Creator of “new poetic expression within the great American song tradition” as the Nobel judges put it?
An ideal direction?
Great benefit to mankind?
Lofty?
At the award announcement, Sara Danius, the permanent secretary of the Swedish Academy (which dispenses the awards) made a speech that seemed to anticipate the possibility of disapproval, as if she was getting her retaliation in first.
Dylan, she said, is “a great poet in the English-speaking tradition… Homer and Sappho wrote poetic texts which were meant to be performed and it’s the same way for Bob Dylan”.
My mind wandered a little bit while I was writing that last sentence and I almost wrote at the end: “And it’s the same way for William McGonagall.”
But it’s true, he wasn’t writing poetry as such, he was writing his own scripts to be performed by him in his touring one-man shows. So was – so is – Bob Dylan.
So am I saying that McGonagall should have got a Nobel Prize? No, I’m not, because his writing didn’t come within a thousand light years of literature.
But given that I have bracketed him and Dylan together, am I saying that the singer doesn’t come within a thousand light years of literature either? Well, yes.
He is an immense presence in American music, in world music for that matter. His earliest albums are pure spring water.
But when he strapped on a Strat and hired himself a band of rock musicians, he became the lead singer of just another rock band with a great future behind him.
For me, he pulled off something remarkable in his 2006 album Modern Times but hopes that he might be on the verge of some kind of second spring were dashed by his painfully woeful Christmas album and his desperately ill-advised album of Sinatra songs. These confirmed that the spring of pure water was dry.
There is a world of difference between poetry and song lyrics. You can read the sharpest, snazziest, jazziest lyrics of, say, Cole Porter and on paper you can admire the craft and wit but at that stage they are only half alive, for they were never meant to be read on the page – they were meant to be sung.
Hear them lifted off the paper and reinvented by, say, a Frank Sinatra or an Ella Fitzgerald and they are something other. Written down, they are raw material, the block of stone from which the sculptor liberates the sculpture within.
Lifted off the page by a truly great interpreter of the American song tradition, they become fully formed works of art. But they were never poetry, never literature – they are music. And that is as true of the lyrics of Bob Dylan as it is of any other songwriter.
Of course, poems are sometimes set to music, which is a different thing for that is a union of two fully formed artistic endeavours, such as when composer Sir Peter Maxwell Davis set the poetry of George Mackay Brown to music.
Now there is a writer who, one might say, the academy has overlooked, one who met Nobel’s criteria with sublime distinction. In my own mind, George Mackay Brown’s work is poetry defined, literature defined. He is my favourite writer, the one I read more than any other.

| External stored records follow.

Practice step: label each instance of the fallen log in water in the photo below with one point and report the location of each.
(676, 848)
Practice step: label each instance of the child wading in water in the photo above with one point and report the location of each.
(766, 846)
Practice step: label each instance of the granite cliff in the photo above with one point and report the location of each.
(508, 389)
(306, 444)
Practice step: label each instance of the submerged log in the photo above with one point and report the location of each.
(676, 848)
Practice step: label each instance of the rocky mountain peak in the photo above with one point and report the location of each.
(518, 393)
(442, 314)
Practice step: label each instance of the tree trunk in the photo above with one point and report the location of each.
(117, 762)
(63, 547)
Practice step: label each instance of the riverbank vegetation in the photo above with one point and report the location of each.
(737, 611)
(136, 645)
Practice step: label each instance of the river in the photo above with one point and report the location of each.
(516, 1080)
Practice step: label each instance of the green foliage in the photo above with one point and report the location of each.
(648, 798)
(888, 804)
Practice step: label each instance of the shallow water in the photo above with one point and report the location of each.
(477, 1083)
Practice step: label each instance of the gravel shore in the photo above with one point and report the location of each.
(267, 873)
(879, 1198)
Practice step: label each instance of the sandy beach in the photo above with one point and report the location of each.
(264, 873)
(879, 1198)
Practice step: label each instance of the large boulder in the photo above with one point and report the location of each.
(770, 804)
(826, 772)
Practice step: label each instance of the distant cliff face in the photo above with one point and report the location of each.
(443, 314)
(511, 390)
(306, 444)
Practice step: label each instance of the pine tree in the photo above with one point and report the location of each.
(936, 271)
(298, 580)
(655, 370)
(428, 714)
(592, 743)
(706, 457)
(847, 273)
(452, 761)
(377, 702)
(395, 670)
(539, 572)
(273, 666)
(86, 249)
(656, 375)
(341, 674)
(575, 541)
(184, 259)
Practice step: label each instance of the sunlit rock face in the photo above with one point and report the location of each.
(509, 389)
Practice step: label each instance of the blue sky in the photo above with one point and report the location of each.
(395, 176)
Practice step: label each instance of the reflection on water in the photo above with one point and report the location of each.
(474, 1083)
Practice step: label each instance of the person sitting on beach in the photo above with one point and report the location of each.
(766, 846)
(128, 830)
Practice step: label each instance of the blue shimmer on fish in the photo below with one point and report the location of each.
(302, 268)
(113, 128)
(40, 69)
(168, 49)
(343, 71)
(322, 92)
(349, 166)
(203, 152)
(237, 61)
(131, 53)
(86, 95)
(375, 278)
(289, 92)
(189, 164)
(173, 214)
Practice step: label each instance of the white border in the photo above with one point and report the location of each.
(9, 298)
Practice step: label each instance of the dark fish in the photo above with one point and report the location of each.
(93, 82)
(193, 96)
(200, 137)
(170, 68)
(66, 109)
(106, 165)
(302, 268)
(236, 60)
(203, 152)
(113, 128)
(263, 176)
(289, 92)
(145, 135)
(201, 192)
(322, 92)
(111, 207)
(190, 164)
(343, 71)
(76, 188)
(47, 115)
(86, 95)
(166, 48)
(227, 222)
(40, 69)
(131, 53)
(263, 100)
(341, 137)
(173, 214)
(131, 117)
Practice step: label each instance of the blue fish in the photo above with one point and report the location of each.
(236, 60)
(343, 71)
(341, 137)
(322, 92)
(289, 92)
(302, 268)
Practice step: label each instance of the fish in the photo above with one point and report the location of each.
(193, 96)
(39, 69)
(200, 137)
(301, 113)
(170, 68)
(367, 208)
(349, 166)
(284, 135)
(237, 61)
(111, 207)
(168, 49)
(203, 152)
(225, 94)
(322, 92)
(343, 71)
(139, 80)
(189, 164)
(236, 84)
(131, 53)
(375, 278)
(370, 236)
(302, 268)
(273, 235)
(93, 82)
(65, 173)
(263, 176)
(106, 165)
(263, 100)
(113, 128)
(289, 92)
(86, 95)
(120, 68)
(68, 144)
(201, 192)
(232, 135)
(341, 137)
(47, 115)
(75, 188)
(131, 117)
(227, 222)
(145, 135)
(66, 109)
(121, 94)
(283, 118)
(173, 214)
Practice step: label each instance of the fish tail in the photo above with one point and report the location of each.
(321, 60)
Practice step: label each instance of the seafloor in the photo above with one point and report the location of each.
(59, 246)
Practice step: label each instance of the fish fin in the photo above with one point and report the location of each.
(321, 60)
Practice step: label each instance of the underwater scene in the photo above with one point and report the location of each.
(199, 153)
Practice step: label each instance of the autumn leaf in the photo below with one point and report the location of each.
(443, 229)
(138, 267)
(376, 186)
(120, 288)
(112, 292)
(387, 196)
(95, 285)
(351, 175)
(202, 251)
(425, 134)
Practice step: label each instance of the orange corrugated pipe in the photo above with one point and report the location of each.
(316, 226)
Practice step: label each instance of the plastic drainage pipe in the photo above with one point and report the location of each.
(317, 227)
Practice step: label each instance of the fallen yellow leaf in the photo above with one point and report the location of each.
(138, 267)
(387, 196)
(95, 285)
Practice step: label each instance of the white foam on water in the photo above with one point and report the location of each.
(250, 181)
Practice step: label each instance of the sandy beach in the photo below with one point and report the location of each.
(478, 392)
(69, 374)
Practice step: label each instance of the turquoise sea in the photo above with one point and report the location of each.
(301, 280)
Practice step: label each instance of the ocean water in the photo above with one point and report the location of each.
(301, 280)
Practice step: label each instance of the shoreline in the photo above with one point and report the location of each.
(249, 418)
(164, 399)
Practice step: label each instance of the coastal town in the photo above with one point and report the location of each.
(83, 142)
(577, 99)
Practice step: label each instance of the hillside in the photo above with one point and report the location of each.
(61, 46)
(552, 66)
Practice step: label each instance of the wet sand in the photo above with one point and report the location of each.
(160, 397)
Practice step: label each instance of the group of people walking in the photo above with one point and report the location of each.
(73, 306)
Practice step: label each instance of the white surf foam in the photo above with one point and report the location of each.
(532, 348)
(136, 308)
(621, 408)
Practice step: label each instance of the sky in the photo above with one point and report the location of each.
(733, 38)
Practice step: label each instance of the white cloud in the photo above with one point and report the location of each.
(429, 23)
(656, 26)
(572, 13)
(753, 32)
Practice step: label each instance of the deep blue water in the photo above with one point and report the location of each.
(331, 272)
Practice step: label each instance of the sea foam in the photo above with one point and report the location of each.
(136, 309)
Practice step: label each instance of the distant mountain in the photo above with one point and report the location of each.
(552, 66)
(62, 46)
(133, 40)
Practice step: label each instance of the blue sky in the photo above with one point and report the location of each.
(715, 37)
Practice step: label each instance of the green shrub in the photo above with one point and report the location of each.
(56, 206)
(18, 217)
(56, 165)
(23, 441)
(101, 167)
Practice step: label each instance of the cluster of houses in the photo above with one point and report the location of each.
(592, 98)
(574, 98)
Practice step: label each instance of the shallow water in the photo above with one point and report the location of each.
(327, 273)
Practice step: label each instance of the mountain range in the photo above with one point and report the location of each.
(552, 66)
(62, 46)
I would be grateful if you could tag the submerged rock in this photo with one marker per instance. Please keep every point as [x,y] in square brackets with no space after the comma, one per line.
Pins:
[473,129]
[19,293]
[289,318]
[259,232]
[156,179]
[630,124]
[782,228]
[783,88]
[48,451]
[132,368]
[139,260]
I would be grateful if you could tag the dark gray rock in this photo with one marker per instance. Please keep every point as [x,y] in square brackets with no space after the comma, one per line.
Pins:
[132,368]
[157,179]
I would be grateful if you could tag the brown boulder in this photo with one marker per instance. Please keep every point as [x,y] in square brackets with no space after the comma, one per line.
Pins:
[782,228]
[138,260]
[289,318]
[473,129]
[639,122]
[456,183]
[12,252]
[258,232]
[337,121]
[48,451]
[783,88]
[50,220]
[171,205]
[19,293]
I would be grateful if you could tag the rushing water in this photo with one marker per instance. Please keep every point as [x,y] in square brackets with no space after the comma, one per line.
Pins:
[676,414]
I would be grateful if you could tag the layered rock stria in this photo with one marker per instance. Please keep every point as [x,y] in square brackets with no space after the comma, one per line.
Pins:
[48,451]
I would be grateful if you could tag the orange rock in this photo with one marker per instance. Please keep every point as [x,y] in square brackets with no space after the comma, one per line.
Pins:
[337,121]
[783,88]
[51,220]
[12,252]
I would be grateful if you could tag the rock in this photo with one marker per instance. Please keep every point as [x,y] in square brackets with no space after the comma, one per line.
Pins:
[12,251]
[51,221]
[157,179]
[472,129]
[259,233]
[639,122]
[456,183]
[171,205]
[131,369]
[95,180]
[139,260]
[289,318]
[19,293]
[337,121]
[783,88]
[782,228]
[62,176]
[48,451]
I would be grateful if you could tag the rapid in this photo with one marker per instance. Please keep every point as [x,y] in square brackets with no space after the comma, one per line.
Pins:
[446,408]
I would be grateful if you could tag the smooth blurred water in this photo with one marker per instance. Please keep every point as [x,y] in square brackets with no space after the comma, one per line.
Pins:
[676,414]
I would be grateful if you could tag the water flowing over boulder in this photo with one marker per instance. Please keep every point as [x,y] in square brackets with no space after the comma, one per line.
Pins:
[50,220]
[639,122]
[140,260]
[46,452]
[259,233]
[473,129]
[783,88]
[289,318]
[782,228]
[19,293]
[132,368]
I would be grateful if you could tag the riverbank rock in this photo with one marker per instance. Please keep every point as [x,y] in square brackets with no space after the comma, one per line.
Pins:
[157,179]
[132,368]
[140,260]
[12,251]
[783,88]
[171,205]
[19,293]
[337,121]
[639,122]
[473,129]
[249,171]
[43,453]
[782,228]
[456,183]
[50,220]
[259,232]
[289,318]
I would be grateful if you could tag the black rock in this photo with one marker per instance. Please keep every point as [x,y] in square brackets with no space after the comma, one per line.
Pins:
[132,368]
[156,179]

But I would never read Dylan, although I have occasionally consulted lyric sheets to make out the words. They are especially handy for Modern Times for some of the lyrics tumble over each other like a river full of rapids.
If the Swedish Academy had handed him a Nobel Prize for Music, I would have nodded my approval for his originality, his creativity, his body of work and of the way many of his finest songs can be endlessly reinterpreted by others and emerge unscathed.
But they didn’t do that, they placed him in the category of literature, where he has no place and where the George Mackay Browns of this world will feel justifiably aggrieved from beyond the grave and questioning why the academy itself has chosen a less than ideal direction.